Jean-Pierre Bouchard : Oui, cela peut arriver. Mais en France, il faut préciser que c'est tout de même des cas relativement rares, car notre système judiciaire est très protecteur, et évite, sauf dans le cas de personnes particulièrement fragiles ou sensibles, d'obtenir de faux aveux par des pressions psychologiques ou physiques (menaces, tortures, privations de sommeil, expositions incessante au bruit, ect... qui ont encore lieu dans certaines dictatures et très certainement encore à Guantanamo).

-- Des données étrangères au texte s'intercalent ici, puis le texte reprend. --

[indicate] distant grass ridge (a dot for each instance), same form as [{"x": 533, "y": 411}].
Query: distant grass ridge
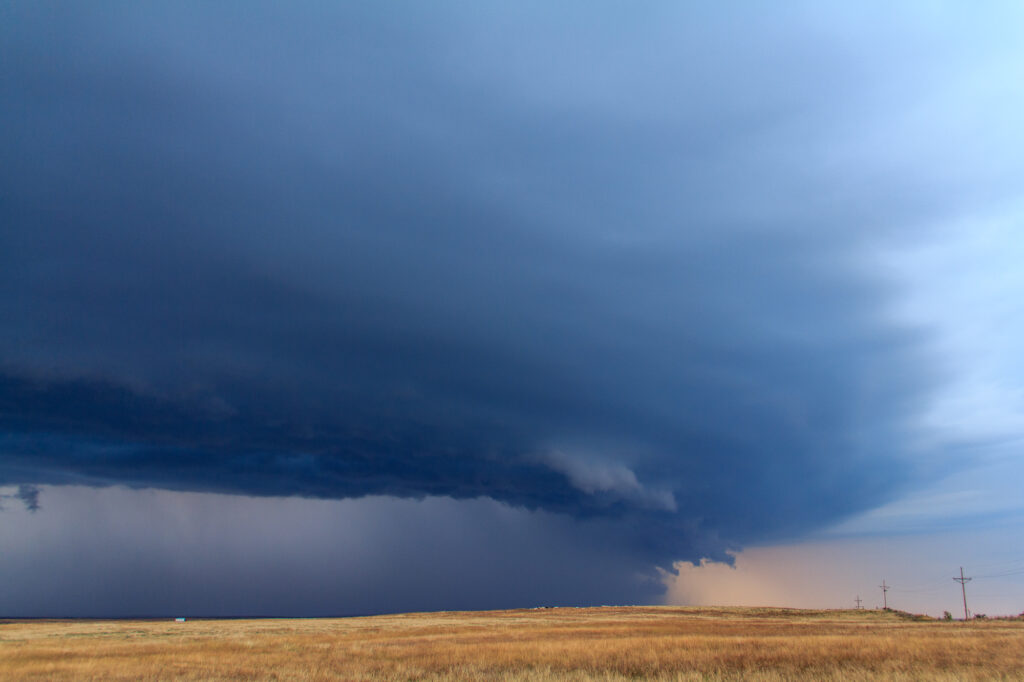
[{"x": 563, "y": 644}]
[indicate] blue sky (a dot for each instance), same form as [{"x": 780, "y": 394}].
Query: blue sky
[{"x": 502, "y": 305}]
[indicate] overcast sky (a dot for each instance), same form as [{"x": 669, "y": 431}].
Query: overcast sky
[{"x": 317, "y": 308}]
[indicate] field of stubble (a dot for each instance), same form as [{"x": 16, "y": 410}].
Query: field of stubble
[{"x": 607, "y": 643}]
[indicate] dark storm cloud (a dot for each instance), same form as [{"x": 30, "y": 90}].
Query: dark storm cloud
[{"x": 588, "y": 261}]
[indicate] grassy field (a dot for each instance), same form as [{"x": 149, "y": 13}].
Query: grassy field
[{"x": 607, "y": 643}]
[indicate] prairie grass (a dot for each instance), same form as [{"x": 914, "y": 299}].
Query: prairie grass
[{"x": 564, "y": 644}]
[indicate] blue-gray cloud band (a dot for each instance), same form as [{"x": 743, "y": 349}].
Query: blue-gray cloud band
[{"x": 346, "y": 253}]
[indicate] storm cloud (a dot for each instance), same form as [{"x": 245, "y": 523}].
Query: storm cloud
[{"x": 600, "y": 262}]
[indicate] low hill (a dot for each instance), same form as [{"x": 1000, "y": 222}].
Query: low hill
[{"x": 603, "y": 643}]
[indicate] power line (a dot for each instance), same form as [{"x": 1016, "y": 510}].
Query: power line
[{"x": 963, "y": 581}]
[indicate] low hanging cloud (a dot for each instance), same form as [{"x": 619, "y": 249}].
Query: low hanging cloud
[
  {"x": 342, "y": 252},
  {"x": 615, "y": 480}
]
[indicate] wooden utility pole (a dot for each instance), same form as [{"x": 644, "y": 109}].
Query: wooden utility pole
[{"x": 963, "y": 581}]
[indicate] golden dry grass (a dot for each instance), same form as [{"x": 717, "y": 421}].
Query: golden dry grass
[{"x": 607, "y": 644}]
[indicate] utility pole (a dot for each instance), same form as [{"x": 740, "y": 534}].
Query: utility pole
[{"x": 963, "y": 581}]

Les avocats sont là d'office dès la première heure pour représenter les intérêts des personnes suspectes et veiller à ce que la procédure de l'interrogatoire soit bien exécutée. Certes, le facteur d'épuisement peut jouer dans l'obtention de faux aveux, mais les gardes à vue françaises sont tout de même assez courtes. Les suspects ont aussi droit au cours des garde-à-vue de dormir et de se nourrir, sans compter que selon les statistiques, la plupart sont jeunes, donc assez résistants. Les enquêteurs précisent de plus toujours à l'accusé qu'il n'est pas obligé de parler pendant la garde-à-vue.

Dans quels cas des personnes innocentes peuvent-elles avouer des crimes qu'elles n'ont pas commis ?

En France, je pense que l'on peut éliminer les cas de pression psychologique, physique et le facteur d'épuisement.

Il peut d'abord s'agir de personnes malades mentalement, qui délirent à propos de ce quoi on les accuse.

Il peut aussi s'agir de personnes fragiles psychologiquement, qui finissent par se laisser intimider ou qui se sentent responsables d'autres délits et qui finissent par avouer un crime qu'elles n'ont pas commis pour soulager leur conscience.

Ensuite et même si cela peut paraître paradoxal, il peut s'agir de personnes qui veulent se mettre en avant. Dans les grosses affaires de meurtres ou de viols très médiatisées qui passionnent les foules, de faux aveux mettent ces personnes en manque de reconnaissance au centre des médias et donc de l'attention, même si cela ne dure qu'un temps.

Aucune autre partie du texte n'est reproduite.